/label-distillation

Official PyTorch implementation of “Flexible Dataset Distillation: Learn Labels Instead of Images”

Primary LanguagePythonMIT LicenseMIT

Flexible Dataset Distillation: Learn Labels Instead of Images

[Paper]

We study the problem of dataset distillation – creating a small set of synthetic examples capable of training a good model. In particular, we study the problem of label distillation – creating synthetic labels for a small set of real images, and show it to be more effective than the prior image-based approach to dataset distillation. Methodologically, we introduce a more robust and flexible meta-learning algorithm for distillation, as well as an effective first-order strategy based on convex optimization layers. Distilling labels with our new algorithm leads to improved results over prior image-based distillation. More importantly, it leads to clear improvements in flexibility of the distilled dataset in terms of compatibility with offthe-shelf optimizers and diverse neural architectures. Interestingly, label distillation can also be applied across datasets, for example enabling learning Japanese character recognition by training only on synthetically labeled English letters.

Prerequisites

System requirements

  • Python 3
  • CPU or NVIDIA GPU + CUDA

Dependencies

  • torch >= 1.0.1
  • torchvision >= 0.2.2
  • numpy
  • tqdm

Earlier versions may be compatible too (and newer versions may need some changes in torch syntax to be compatible).

Datasets

The code will automatically download most datasets, but CUB and Kuzushiji-49 need to be downloaded separately.

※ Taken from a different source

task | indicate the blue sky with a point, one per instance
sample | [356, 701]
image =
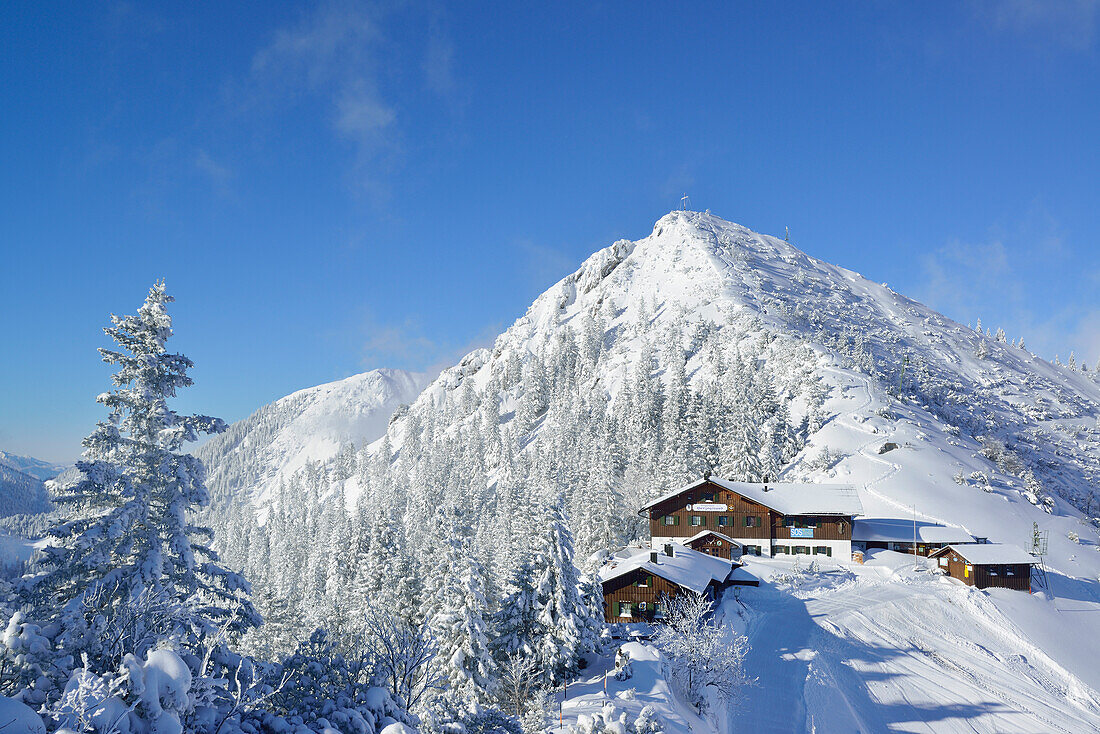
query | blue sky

Instructions for downloading CUB images are here, while instructions for Kuzushiji-49 are here.

After downloading the datasets, place them into data directory so that CUB images are available in data/CUB_200_2011/images (after extracting) and Kuzushiji-49 .npz files are available in data directory.

Experiments

How to run experiments?

The easiest way to run experiments is by using one of the configuration json files (modifying parts as needed). Example is shown here, but you can easily use another configuration file (see experiment_configs directory). Description of what the individual parts of the configuration file name mean are in NameDescription.md file located in experiment_configs directory. File configs.txt located in the same directory lists all attached configuration files. We provide configuration files for all main experiments as well as most analysis experiments.

Label distillation experiment with second-order approach:

python label_distillation_or2.py --filepath_to_arguments_json_file experiment_configs/ld_100be_50ib_mn_to_mn_bl_cnn_400e_or2_1234s_v0.json

Label distillation experiment with first-order ridge regression approach:

python label_distillation_rr.py --filepath_to_arguments_json_file experiment_configs/ld_100be_50ib_mn_to_mn_bl_cnn_400e_rr_1234s_v0.json

These scripts do both training and evaluation. If you want to quickly try an experiment without creating a new configuration file (or using one of the provided files), you can use short_experiment.sh.

To make creating configuration files easier, we have created a Jupyter notebook that allows creating many of them efficiently (GenerateExperiments.ipynb in notebooks directory).

You can also specify the arguments directly (for a list of arguments look at arg_extractor.py).

In addition, we provide code for distilling images (data_distillation_or2.py and data_distillation_rr.py). We have not obtained strong results with these, but they can be useful nevertheless.

How to analyse results?

The results of experiments as well as statistics about the training are saved as json files in results directory, using the name of the experiment. The information stored typically includes information about training and validation error rates across different epochs, test errors across 20 repetitions, total training time (in seconds), best synthetic labels for a set of base examples (original base example labels are stored too) as well as the number of steps used for training validation and test models. Our experiments report error rates rather than accuracies, so to obtain accuracies it is needed to calculate them from the error rates.

Citation

If you find this useful for your research, please consider citing:

@article{bohdal2020flexible,
  title={Flexible Dataset Distillation: Learn Labels Instead of Images},
  author={Bohdal, Ondrej and Yang, Yongxin and Hospedales, Timothy},
  journal={arXiv preprint arXiv:2006.08572},
  year={2020}
}

Acknowledgments

This work was supported in part by the EPSRC Centre for Doctoral Training in Data Science, funded by the UK Engineering and Physical Sciences Research Council (grant EP/L016427/1) and the University of Edinburgh.